Su fiel compañero Lucas, que venía recogiendo datos para su Evangelio, comentaría con él los que iba recibiendo. Pero ya es sintomático que nada de esto aparezca en sus Cartas. ¿Por qué? Porque el personaje real, Jesús, no le interesaba en absoluto o no tenía idea alguna sobre lo que luego apareció en los Evangelios.

• nada sobre el “hecho” de que Jesús hubiera nacido de manera virginal;
• no cita en ningún momento a María;
• nada dice en sus cartas de la familia de Jesús;
• a pesar de ser contemporáneo de Jesús, de vivir dentro del mismo ámbito geográfico no refiere nada de los hechos portentosos que “con seguridad” deberían haber llegado a sus oídos;
• habla genéricamente de milagros de Jesús, pero parece desconocer todo;
• nada dice de su pasión, a pesar de lo meticulosos que son en los Evangelios;
• desde luego no asoció la muerte de Jesús al juicio ante Pilatos (había que “salvar” a las autoridades romanas).

La impresión general es que “su” Jesús fue un ser atemporal y extraterritorial.


Los investigadores que han estudiado cuál es el mensaje de las Cartas, quién escribe, el cuándo y el porqué de las mismas, fijándose en parámetros como estilo, temas tratados, estructura interna, destinatarios, conceptos, etc. han llegado a conclusiones con un alto índice de fiabilidad: que los escritos más antiguos de los primeros cristianos son cartas de San Pablo (I Tesalonicenses, hacia el años 52) y que otras Cartas no son obra directa suya sino escritos del comienzo de la quinta década del primer siglo, tiempo suficiente incluso hoy día que disponemos de registros más fiables, para olvidar, relativizar o tergiversar hechos y relatos.

Estudiosos protestantes y católicos están de acuerdo en que no todas las epístolas que se encuentran en la Biblia como obras de Pablo, son realmente suyas.
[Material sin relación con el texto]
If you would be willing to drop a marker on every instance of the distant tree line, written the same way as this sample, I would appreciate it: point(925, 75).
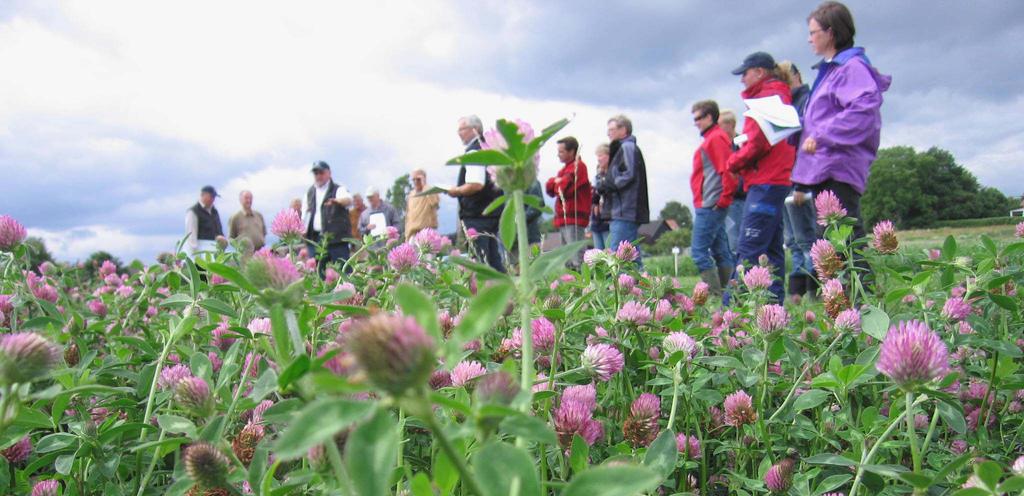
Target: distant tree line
point(918, 189)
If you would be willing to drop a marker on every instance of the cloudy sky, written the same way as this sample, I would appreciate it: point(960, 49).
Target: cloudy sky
point(114, 114)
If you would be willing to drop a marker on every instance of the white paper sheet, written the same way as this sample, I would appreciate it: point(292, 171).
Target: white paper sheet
point(379, 222)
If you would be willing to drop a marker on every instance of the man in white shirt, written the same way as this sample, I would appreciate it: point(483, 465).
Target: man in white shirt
point(475, 192)
point(203, 223)
point(328, 224)
point(368, 221)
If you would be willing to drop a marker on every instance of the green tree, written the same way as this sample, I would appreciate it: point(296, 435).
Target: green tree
point(97, 258)
point(915, 189)
point(678, 212)
point(664, 245)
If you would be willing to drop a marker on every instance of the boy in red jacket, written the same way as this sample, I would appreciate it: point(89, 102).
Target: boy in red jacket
point(766, 169)
point(713, 187)
point(571, 191)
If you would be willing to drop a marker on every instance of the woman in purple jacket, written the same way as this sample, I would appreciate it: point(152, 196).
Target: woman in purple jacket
point(843, 119)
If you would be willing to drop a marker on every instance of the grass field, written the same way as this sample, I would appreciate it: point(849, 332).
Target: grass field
point(914, 240)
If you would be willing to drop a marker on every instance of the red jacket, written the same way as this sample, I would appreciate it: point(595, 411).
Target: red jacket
point(712, 183)
point(572, 184)
point(757, 161)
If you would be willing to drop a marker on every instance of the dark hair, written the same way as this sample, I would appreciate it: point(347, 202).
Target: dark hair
point(836, 17)
point(570, 143)
point(707, 107)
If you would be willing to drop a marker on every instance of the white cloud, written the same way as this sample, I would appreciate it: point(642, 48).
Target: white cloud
point(78, 243)
point(250, 93)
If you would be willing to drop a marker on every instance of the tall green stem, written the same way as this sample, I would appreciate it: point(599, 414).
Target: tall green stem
point(866, 460)
point(911, 433)
point(523, 287)
point(427, 415)
point(676, 377)
point(174, 334)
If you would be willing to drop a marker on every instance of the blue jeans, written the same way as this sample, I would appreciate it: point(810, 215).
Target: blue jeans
point(710, 245)
point(800, 236)
point(761, 232)
point(486, 244)
point(736, 215)
point(621, 231)
point(600, 239)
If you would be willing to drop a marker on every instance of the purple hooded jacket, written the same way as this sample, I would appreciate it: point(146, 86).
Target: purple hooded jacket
point(843, 115)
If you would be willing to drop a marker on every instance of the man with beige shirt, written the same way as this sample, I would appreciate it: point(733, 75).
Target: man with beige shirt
point(421, 211)
point(248, 223)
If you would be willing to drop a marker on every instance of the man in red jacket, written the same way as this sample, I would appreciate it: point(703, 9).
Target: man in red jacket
point(713, 187)
point(765, 169)
point(571, 191)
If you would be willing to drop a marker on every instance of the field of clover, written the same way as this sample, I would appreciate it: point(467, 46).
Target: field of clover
point(415, 371)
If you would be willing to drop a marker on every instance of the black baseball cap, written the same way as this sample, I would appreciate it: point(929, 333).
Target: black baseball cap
point(756, 59)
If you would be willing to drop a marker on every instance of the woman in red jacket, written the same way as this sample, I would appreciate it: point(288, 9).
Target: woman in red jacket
point(571, 191)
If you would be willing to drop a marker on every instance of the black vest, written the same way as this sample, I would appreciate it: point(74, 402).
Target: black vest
point(208, 223)
point(472, 206)
point(334, 218)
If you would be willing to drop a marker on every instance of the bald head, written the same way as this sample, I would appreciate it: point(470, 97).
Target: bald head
point(246, 199)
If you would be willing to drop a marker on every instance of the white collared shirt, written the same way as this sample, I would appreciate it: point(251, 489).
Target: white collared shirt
point(318, 194)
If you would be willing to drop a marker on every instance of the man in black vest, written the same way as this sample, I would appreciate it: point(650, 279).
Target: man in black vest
point(203, 223)
point(475, 191)
point(327, 217)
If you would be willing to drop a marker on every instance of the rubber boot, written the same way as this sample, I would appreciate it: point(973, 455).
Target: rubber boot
point(710, 277)
point(725, 275)
point(812, 287)
point(798, 284)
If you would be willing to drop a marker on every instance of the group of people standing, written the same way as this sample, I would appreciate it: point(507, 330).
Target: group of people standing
point(841, 127)
point(613, 205)
point(752, 197)
point(332, 217)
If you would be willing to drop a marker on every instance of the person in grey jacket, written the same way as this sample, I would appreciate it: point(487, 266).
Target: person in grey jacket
point(625, 187)
point(377, 205)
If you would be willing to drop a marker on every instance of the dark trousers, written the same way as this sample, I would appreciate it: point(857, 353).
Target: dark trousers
point(336, 252)
point(486, 244)
point(761, 232)
point(850, 200)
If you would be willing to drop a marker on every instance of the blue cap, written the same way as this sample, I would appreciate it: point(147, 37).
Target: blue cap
point(756, 59)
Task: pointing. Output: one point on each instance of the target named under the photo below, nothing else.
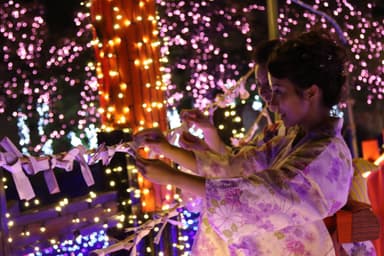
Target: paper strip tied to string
(12, 163)
(140, 232)
(36, 165)
(66, 163)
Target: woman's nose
(272, 103)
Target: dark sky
(60, 13)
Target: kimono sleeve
(305, 188)
(249, 160)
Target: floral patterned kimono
(271, 200)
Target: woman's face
(292, 107)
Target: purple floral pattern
(271, 200)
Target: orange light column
(128, 70)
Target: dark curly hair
(311, 58)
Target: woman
(271, 200)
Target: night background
(50, 93)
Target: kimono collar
(330, 128)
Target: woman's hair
(311, 58)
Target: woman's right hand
(191, 142)
(197, 118)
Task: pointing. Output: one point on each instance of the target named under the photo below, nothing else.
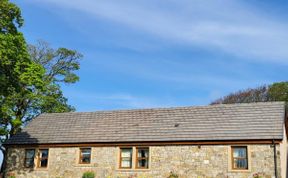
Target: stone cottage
(233, 140)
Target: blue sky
(158, 53)
(147, 53)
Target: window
(85, 156)
(239, 158)
(134, 158)
(142, 158)
(29, 158)
(43, 158)
(126, 158)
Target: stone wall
(185, 161)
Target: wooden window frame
(120, 158)
(40, 158)
(25, 158)
(80, 155)
(239, 158)
(146, 158)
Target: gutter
(275, 159)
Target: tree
(274, 92)
(30, 76)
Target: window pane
(142, 163)
(126, 157)
(239, 152)
(43, 158)
(44, 163)
(143, 153)
(126, 163)
(142, 157)
(240, 163)
(30, 153)
(44, 153)
(126, 152)
(85, 155)
(29, 162)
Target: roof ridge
(168, 108)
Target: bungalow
(229, 140)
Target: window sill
(240, 170)
(41, 169)
(132, 170)
(85, 165)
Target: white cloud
(225, 25)
(115, 100)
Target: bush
(173, 175)
(88, 174)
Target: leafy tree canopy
(274, 92)
(30, 75)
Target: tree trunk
(3, 167)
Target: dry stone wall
(185, 161)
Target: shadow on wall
(16, 156)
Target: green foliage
(173, 175)
(10, 17)
(274, 92)
(60, 64)
(88, 174)
(30, 76)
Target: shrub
(172, 175)
(88, 174)
(258, 175)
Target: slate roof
(200, 123)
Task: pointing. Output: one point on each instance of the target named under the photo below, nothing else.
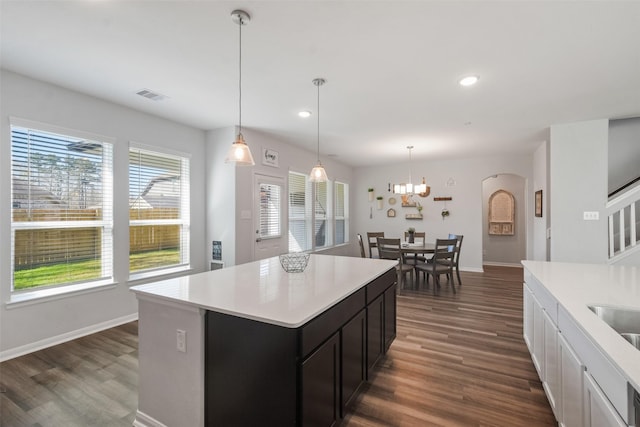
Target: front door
(270, 235)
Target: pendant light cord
(240, 24)
(318, 112)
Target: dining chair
(390, 249)
(441, 263)
(361, 244)
(372, 240)
(418, 237)
(456, 257)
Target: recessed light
(149, 94)
(469, 80)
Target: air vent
(154, 96)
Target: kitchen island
(254, 345)
(588, 370)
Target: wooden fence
(34, 248)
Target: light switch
(591, 216)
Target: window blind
(158, 210)
(299, 215)
(341, 212)
(321, 215)
(270, 219)
(62, 213)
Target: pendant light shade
(318, 174)
(239, 153)
(409, 188)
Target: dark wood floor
(458, 360)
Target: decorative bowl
(294, 262)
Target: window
(321, 230)
(299, 213)
(342, 212)
(158, 210)
(318, 213)
(61, 214)
(269, 211)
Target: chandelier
(408, 188)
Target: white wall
(540, 182)
(624, 152)
(465, 208)
(220, 190)
(232, 225)
(498, 249)
(578, 183)
(26, 327)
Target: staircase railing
(623, 222)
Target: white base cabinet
(552, 372)
(567, 362)
(598, 411)
(571, 372)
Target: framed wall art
(538, 203)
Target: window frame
(311, 216)
(345, 216)
(184, 220)
(105, 224)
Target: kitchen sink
(624, 321)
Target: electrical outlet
(591, 216)
(181, 340)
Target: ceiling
(392, 67)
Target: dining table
(417, 248)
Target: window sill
(39, 296)
(167, 273)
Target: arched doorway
(504, 244)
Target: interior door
(269, 205)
Algunas fueron escritas por otras personas, quienes las atribuyeron a Pablo, posteriormente a su muerte. Aun así, sin ser suyas por muchos elementos divergentes, la esencia doctrinal es la misma o deducen doctrina de cartas anteriores. Podríamos decir que son “de la escuela de Pablo”, que para el caso sirve. Los textos aceptados genuinamente como obras de Pablo son Gálatas, I Tesalonicenses, II y II Corintios, Romanos, Filemón, y Filipenses. Respecto al resto, hay opiniones para todos los gustos.

Las cartas paulinas fueron escritas antes que los evangelios, y ninguno de éstos es anterior a por lo menos la séptima década.

Hay dos interrogantes asociados a este hecho relacionado con los relatos sobre Jesús:

1º) Pablo de Tarso reniega de los datos reales, no le parecen relevantes para fijar doctrina teológica. Y ésta le viene “por revelación”. Quien crea en revelaciones, así será, pero el resto, es decir, la gente normal, deducirá “invenciones, recopilaciones, asignaciones, fantasías, quimeras, ilusiones y entelequias” salidas de su caletre. Su revelación no es más que una intuición ampliada posteriormente.

2º) Dichos datos reales que aparecen en los evangelios, llevan consigo la duda de si fueron añadidos después (¿inventados?) a los “guiones” de que disponían las comunidades cristianas.

En la consideración anterior, la deducción sería contraria a lo que hemos venido diciendo en los artículos primeros de esta serie (que del personaje real Jesús nace Cristo) ya que lo que primero se predica es a Cristo. Es decir, que el propósito fue dotar de realidad histórica a un engendro paulino. Así pues, ¿qué se inventó primero, la figura mitológica de Cristo o el pretendido profeta Jesús? Lo lógico es pensar que Jesús fue justificado posteriormente con hechos inventados. De ahí que muchos duden de la existencia real de Jesús, dado que de él no hay registros ajenos al propio interés.

Al revisar otros escritos cristianos anteriores a los cuatro evangelios, ahora considerados como apócrifos (que no pertenecen a la Biblia), muchos de ellos omiten las mismas cosas que Pablo omite, lo que nos lleva a pensar que la mayor parte de los hechos biográficos asociados a Jesús fueron inventados posteriormente.